Every once in a while, someone raises a stink about how their WordPress plugin or theme got a bad review or comment on the forums and how the mods should delete it.
We rarely do.(We have, on occasion, done so, but usually only under sever provocation, and often that ends with the developers making the demands being blocked for being jerks.)
The issue at heart is not ‘OMG! Someone hates my plugin!’ but how do you handle the negative remarks. I mention this in passing (multiple times) in my ‘How to Support Plugins’ presentation, but text is really a terrible medium to communicate. You know there’s a difference between these two sentences:
“I want a unicorn,” she said, bubbling with delight and hope.
She jabbed a finger in my direction. “I want a unicorn!” Her voice pitched in a low, guttural, growl.
But the reason you know that the first one is nice and the second a little threatening is the context. Prose lends itself to this quite well, because authors take the time to explain what’s being felt and evoked. A help ticket, on the other hand, is pretty dry and plain stuff. And because we’re humans, we attempt to put meaning into the words, often ones the author never intended. We’re programed to look for the meaning, hidden or otherwise, and we always interperate based on our mood and our situations.
This means when you see a ‘complaint’ like this, you have a reaction:
Ipstenu’s Really Awesome Plugin has a security hole. If you go to
/wp-content/plugins/really-awesome/readem.php?=../../../wp-config.phpthen you can totally read the contents of your wp-config!
Obviously as a developer my first reaction should not be to yell at this user and remind them to email me about my plugin.(Protip, developers, always put your email or a contact link in your plugin! If they can’t find you, then you don’t get to bitch they didn’t contact you. At the very least, put it in your source code.) And even though people should email
email@example.com they don’t always know that, and it’s okay. You can’t know what you don’t know, after all. No, my first reaction, as a dev, is to plug the hole! It’s that obvious. Fix the problem, push a new version, and then come back to the post and reply:
Wow, thank you for letting me know. I’ve fixed that and released a new version. If you find things like this again, please email me at ipstenu@….. Again, thank you for reporting this.
Then in my plugin, you’ll see a credit in the changelog and/or the version history:
Version 2.0 – Security update thanks to RandomUser. readem.php let you read any php file on your install. Please upgrade ASAP.
The idea isn’t to hide any mistakes I make, or act out of fear and desperation, but to take a hold of the problem, resolve it, and move forward. Check out WPSecureNet and their list of plugins. Normally they’ll only post when an exploit is closed, but sometimes they report while vulnerable. There’s no shame in being listed there, unless you haven’t patched your plugin yet, and realisticly there’s no shame in being listed anywhere as having a bug.
Look, bugs happen. We can wish we’d never stub our toes, but we will. We can wish we’d never stab our toes, but someone will find a way to do that too. Humans are imperfect. We make mistakes, we don’t see things that are ‘obvious’ and it happens. Consider the number of books you get when typos: that’s after an author, an editor, and a test reader has proofed the book. With most code, you have fewer eyes than a book, and bugs still slip in. Clearly it’s going to be impossible to prevent any and all bugs, and once we accept that, then we can move on to taking these moments as less painful.
It is painful to get a security report, or even a bug report. Even if this is ‘just’ a hobby, you’ve spent hours of your free time banging away, trying to make something awesome, and now you found out it just wasn’t. No matter how experienced you are, you take this personally, even for just a split second. Getting over that hurdle, that fear that everything is ruined, isn’t easy. And this is why I keep saying that you shouldn’t worry as much about the bugs as how you handle them.
Your users, be they just the folks who use the plugin or people who pay you, will follow your lead. If you’re calm, collected, and honest, then they’ll value you and your product.
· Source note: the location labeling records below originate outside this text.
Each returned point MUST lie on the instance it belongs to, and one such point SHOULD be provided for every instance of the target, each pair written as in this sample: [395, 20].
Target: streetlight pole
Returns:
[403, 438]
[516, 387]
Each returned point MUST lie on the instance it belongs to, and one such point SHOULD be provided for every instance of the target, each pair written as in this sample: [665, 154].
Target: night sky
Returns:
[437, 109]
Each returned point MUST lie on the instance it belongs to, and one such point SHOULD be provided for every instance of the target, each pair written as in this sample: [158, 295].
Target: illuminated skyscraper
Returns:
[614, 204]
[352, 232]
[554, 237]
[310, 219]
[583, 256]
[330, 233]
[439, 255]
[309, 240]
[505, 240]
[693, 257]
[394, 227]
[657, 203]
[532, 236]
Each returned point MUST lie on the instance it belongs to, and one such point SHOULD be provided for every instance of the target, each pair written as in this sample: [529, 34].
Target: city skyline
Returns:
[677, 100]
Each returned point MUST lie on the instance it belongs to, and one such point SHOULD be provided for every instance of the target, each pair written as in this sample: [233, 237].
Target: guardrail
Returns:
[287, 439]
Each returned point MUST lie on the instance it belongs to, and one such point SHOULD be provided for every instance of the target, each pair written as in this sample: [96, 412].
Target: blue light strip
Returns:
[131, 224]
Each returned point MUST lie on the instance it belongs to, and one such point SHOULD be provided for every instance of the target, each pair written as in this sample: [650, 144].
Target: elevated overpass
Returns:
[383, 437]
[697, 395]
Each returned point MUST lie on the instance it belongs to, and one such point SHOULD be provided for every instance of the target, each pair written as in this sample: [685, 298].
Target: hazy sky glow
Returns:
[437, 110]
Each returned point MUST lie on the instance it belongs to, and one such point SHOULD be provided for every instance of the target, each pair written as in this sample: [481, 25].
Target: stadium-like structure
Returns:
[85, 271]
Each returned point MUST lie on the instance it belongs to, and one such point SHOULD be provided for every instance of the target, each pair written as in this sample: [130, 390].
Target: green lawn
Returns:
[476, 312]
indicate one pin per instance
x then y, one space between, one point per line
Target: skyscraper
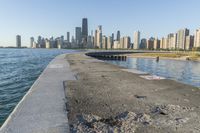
181 38
104 42
112 39
156 44
99 36
150 43
18 41
109 42
39 42
68 37
197 38
84 28
143 44
136 42
118 35
78 36
127 42
189 42
31 42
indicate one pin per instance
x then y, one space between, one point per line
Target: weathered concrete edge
15 110
29 93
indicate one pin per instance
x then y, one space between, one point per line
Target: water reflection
184 71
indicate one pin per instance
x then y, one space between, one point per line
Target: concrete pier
42 109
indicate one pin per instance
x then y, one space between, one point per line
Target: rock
125 122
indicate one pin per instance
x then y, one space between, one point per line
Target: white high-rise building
197 38
109 42
181 38
31 42
136 42
99 37
78 36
They’ll appreciate you and what you can do. By taking the negatives and turning them positive (sorry, that’s cheesy) you will improve your relationship with users, clients, and the community.
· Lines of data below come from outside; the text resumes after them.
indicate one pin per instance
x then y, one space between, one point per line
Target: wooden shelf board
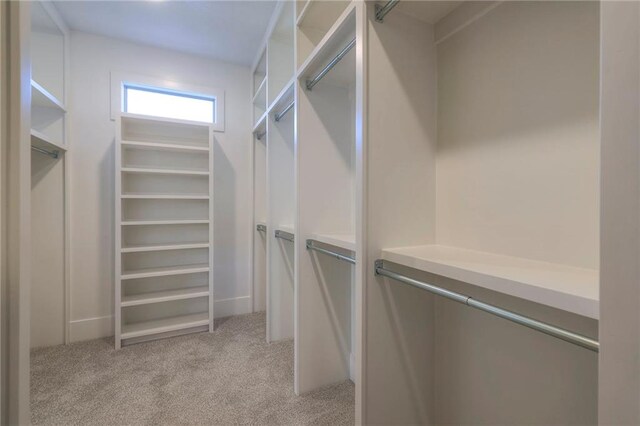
165 296
163 247
164 325
344 241
42 98
261 87
261 123
42 141
563 287
165 271
164 197
338 36
163 146
284 98
164 222
141 117
164 171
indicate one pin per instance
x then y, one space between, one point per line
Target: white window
144 95
168 104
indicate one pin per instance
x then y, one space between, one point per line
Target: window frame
120 81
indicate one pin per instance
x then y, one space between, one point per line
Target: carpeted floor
229 377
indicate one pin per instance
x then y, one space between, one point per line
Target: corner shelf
568 288
164 171
344 241
165 271
165 296
164 325
163 247
163 146
42 98
41 140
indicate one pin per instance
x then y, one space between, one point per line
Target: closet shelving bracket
284 235
311 245
381 11
315 80
551 330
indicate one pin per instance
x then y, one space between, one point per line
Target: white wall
92 182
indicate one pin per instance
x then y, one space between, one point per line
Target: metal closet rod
282 113
334 61
381 11
542 327
311 246
284 235
52 154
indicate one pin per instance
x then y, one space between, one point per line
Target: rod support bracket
378 264
378 18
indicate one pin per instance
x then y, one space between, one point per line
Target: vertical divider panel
280 216
397 320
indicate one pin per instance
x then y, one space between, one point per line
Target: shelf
340 34
286 228
165 271
163 146
163 171
164 222
262 86
563 287
163 247
165 296
157 119
344 241
42 141
42 98
164 325
164 197
319 14
260 124
284 97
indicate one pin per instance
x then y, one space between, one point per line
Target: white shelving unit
164 241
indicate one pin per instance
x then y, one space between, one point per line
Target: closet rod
52 154
334 61
284 235
311 246
542 327
381 11
282 113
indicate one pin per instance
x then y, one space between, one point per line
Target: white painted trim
100 327
90 328
119 77
235 306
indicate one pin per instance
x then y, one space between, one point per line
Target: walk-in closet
320 212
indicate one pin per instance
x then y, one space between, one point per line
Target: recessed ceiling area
229 31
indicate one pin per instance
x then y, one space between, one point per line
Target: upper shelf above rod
381 11
315 80
282 113
284 235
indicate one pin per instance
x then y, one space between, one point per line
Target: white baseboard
96 328
228 307
90 328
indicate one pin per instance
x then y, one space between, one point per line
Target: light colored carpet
229 377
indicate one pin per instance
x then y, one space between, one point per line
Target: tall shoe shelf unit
164 232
But what about those angry ‘You suck!’ posts? Oh, they happen, and with a bit more frequency than we’d all like. Often people like to lump them with those posts where people complain about your plugin, only to have the wrong plugin… Look. The way you handle those negative people is the way you will set the tone for your entire online life. You can react aggressively, or you can handle it calmly and rationally. Personally, when I see someone rage on about how the original poster is a moron, and they don’t know what they’re talking about, I put them on my blacklist. I will never again use their plugins or themes or any code, if I can help it. I’ll sooner fork it than anything else, because the best way I can vote is with my feet.
What about you? How do you handle the angry unicorn lovers? And what do you do when the devs go postal on you?